Last Thursday, the House Judiciary Committee voted to move H.R. bill 1002 to the full House floor for consideration. The bill, better known as the Wireless Tax Fairness Act of 2011, was drafted to help halt the discriminatory increases in state and local wireless phone and data service taxes that have been passed over the last decade.
The language in the bills is as follows:
“No State or local jurisdiction shall impose a new discriminatory tax on or with respect to mobile services, mobile service providers, or mobile service property, during the 5-year period beginning on the date of enactment of this Act.”
The progress of this bill is significant because, although federal fees can be credited with most recent growth in overall costs, combined state and local taxes account for much of the increase. Tacked on to actual product and service prices, state sales taxes, local and state 911 fees, universal service funds, local utilities charges, and federal taxes all add up to increase the overall wireless costs to consumers.
Twenty-three states are now home to wireless taxes over ten percent, and the national wireless tax average now exceeds sixteen percent- two times higher than the average retail sales tax rate. The Heartland Institute’s Director of Government Relations, John Nothdurft, says that:
“There is no legitimate reason that the combined tax rate on mobile devices should be twice as high as the tax on other goods and services. These discriminatory taxes will hinder the growth of an industry that is on the front lines of innovation and job creation.”
The International Association for the Wireless Telecommunications Industry correctly notes the importance of investments in broadband networks to both short-term economic recovery and long-term growth. Placing excessive taxes on this sector hinders this investment and is ultimately detrimental to the overall economy.

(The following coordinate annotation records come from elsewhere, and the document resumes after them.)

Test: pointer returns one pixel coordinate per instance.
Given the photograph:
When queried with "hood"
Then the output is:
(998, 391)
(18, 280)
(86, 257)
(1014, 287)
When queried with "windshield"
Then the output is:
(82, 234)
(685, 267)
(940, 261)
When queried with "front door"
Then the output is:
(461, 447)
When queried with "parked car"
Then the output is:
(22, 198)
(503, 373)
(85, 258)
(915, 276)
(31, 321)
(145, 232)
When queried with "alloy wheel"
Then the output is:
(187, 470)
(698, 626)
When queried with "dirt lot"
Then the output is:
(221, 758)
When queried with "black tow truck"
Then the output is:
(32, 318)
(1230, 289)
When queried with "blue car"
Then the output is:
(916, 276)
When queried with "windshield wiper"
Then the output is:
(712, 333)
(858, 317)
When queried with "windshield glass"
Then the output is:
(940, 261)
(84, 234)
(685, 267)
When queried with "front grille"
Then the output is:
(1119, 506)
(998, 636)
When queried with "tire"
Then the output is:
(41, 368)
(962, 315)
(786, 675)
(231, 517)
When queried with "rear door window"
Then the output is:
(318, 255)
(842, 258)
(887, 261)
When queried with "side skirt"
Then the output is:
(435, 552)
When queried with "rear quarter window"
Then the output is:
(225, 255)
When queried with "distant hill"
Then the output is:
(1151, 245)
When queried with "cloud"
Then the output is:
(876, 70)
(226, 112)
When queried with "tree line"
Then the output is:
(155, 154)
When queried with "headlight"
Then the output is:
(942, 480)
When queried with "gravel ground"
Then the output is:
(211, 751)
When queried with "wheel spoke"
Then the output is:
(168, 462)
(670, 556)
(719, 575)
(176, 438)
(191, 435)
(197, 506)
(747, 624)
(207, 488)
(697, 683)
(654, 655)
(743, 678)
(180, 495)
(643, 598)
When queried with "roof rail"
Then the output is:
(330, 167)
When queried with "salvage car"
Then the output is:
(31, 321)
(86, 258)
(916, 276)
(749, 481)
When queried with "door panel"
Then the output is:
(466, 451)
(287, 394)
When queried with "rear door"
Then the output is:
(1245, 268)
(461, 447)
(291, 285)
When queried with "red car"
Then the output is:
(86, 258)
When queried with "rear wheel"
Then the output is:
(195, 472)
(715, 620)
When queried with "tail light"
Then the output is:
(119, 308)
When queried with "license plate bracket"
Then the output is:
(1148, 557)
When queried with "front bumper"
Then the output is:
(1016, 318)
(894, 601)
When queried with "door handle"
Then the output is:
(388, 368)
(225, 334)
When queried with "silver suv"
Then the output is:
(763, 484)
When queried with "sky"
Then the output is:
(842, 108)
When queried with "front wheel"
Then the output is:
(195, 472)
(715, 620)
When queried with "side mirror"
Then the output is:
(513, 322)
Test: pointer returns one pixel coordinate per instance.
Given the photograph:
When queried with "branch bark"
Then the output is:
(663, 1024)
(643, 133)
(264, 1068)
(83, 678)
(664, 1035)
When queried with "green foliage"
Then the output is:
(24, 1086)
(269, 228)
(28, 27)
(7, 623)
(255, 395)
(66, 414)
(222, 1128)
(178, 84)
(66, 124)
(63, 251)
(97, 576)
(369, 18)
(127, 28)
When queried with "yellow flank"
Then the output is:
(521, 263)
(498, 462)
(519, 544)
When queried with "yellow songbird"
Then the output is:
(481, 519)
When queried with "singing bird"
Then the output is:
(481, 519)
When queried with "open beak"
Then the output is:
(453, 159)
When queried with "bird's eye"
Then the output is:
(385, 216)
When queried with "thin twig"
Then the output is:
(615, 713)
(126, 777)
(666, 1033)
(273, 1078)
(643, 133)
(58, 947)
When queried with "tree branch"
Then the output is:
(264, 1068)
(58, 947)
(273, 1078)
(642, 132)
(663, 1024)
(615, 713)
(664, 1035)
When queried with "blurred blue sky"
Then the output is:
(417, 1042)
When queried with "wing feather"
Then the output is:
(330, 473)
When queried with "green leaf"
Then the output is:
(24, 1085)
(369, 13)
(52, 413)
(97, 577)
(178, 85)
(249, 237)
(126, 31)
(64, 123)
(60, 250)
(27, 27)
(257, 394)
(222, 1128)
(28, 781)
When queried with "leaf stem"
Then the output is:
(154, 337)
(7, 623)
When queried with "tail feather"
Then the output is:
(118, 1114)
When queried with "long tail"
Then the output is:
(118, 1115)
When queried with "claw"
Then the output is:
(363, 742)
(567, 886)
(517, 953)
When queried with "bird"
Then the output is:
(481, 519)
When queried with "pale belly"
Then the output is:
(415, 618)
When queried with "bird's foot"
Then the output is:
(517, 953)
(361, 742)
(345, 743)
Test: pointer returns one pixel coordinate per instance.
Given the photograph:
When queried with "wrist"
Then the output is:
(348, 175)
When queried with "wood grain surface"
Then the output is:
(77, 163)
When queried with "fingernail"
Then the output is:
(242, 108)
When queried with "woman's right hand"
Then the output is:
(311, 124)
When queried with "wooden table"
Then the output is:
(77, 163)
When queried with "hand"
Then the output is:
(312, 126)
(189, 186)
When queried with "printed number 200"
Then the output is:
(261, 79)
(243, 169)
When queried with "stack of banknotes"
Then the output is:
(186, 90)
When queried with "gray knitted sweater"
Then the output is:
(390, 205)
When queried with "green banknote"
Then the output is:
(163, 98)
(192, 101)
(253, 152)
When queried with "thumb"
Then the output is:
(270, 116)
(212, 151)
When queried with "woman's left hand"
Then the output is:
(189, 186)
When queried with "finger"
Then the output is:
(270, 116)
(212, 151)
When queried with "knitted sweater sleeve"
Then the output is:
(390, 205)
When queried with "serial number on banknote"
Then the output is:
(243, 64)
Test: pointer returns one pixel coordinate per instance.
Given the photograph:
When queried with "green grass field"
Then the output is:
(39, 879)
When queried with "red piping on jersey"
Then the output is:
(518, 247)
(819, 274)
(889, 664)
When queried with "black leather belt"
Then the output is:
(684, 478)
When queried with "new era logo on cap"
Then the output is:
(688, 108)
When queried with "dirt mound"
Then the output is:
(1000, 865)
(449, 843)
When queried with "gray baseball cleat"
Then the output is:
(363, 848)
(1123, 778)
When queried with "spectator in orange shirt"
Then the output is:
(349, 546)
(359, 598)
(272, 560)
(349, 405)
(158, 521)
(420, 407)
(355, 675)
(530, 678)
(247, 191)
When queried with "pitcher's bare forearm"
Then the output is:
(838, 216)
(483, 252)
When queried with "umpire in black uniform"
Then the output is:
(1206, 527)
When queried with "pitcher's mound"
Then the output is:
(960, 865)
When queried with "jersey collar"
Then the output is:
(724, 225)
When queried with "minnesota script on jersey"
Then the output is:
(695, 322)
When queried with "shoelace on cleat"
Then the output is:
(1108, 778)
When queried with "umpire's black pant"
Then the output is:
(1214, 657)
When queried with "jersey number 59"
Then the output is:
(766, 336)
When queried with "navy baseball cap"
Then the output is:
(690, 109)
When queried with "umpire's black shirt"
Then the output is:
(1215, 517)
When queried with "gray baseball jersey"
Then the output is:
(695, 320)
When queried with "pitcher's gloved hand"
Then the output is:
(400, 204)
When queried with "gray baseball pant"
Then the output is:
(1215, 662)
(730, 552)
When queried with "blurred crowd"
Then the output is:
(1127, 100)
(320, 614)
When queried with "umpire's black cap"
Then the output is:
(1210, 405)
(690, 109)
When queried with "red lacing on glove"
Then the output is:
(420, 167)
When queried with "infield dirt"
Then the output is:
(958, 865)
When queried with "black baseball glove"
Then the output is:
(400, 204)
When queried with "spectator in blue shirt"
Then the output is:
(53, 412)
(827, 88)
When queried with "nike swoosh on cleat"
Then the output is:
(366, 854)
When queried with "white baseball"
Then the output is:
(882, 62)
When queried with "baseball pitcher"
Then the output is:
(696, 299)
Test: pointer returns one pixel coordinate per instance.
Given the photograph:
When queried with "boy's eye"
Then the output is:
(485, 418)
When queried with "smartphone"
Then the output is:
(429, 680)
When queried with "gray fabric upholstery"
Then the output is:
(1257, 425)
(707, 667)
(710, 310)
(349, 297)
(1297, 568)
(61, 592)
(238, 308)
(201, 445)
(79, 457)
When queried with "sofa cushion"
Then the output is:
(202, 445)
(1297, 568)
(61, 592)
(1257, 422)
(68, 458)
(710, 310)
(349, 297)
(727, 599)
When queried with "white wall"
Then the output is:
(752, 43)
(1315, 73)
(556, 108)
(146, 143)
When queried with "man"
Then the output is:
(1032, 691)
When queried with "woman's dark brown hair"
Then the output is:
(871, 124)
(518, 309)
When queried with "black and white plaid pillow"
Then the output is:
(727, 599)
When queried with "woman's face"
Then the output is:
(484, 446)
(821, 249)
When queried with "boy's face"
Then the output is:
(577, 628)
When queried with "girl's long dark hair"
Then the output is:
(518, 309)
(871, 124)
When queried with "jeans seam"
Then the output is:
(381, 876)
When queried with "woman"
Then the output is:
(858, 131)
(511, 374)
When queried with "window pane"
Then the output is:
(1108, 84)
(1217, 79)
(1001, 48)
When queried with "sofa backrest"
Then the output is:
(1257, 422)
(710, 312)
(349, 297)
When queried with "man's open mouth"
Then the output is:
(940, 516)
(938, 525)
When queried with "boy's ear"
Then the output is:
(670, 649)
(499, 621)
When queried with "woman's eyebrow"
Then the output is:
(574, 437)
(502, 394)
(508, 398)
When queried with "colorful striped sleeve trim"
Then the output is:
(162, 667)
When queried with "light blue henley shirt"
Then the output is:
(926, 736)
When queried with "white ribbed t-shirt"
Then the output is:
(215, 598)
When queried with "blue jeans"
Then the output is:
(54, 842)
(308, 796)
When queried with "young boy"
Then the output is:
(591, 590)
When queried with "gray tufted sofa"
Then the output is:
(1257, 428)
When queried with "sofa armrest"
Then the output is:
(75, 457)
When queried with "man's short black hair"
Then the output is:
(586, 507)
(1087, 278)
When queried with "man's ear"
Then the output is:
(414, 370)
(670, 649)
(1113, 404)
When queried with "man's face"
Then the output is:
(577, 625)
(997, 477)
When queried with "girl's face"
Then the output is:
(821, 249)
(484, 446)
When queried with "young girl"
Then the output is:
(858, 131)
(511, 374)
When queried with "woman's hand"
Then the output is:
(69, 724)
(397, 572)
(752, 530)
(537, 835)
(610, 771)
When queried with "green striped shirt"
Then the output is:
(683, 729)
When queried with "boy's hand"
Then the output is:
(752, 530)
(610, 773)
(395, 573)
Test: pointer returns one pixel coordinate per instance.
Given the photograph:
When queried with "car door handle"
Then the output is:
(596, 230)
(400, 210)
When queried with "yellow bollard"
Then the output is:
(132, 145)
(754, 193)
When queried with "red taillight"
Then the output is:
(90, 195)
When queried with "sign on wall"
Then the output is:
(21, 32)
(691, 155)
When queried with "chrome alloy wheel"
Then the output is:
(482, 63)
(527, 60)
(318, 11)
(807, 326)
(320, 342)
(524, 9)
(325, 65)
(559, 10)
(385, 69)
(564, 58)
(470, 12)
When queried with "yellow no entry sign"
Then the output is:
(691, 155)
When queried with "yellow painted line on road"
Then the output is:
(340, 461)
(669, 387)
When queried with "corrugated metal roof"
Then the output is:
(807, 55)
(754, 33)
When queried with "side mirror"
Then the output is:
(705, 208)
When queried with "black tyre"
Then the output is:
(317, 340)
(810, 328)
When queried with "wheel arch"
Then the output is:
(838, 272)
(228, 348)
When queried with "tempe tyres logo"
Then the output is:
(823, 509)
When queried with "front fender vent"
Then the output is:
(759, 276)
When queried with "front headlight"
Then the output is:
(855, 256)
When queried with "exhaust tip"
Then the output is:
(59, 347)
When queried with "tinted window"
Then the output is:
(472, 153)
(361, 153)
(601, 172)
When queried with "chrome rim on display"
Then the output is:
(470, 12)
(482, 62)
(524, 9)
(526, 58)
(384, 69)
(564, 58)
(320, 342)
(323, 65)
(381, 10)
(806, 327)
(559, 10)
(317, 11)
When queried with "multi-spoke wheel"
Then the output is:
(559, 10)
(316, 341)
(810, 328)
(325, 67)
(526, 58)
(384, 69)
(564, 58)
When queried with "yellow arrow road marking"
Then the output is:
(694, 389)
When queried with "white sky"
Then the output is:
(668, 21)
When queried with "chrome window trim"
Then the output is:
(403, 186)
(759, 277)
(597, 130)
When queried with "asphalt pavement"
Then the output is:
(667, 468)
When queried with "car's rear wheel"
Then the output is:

President Obama plans to continue spending to expand wireless broadband infrastructure to presently underserved areas at the expense of taxpayers. This goal is difficult to justify given that wireless taxes themselves actually deter infrastructure improvements and private-sector innovation.
A recent study by the Technology Policy Institute notes that out of every tax dollar in the Universal Service Fund (USF), as many as 59 cents go toward overhead costs and items other than infrastructure improvement. This inefficient use of taxpayer money is not limited to the federal level. While twenty-one states subsidize other telecommunications initiatives by taxing wireless providers, some states put this same revenue toward efforts in almost entirely unrelated industries. In Utah, wireless bills go toward poison-control centers, and Wisconsin uses wireless tax revenue to fund police and fire protection.
Even if wireless taxes had no negative impact on economic growth and wireless infrastructure development (they do), it is unlikely that more taxpayer dollars in the USF would lead to much more than more bureaucracy.
The final flaw of excessive wireless taxes is the disproportionate burden they place on low-income consumers. Says Managing Editor of The Heartland Institute’s InfoTech & Telecom News, Bruce Edward Walker:
“Now that most households have cancelled land line phone service for the convenience of wireless phones, the average tax surcharge of 16.9 percent is onerous for low-income consumers who rely solely on cell phones for emergency purposes.”
Indeed, two-thirds of minority and low-income consumers reside in wireless-only households, wherein lies the last wireless tax paradox. As The Heartland Institute’s Mark Oestreich points out, “taxes that make internet access unaffordable harm the very groups they purport to assist.”
Any step towards restraining the excessively high taxes on this industry will be good for consumers and the economy.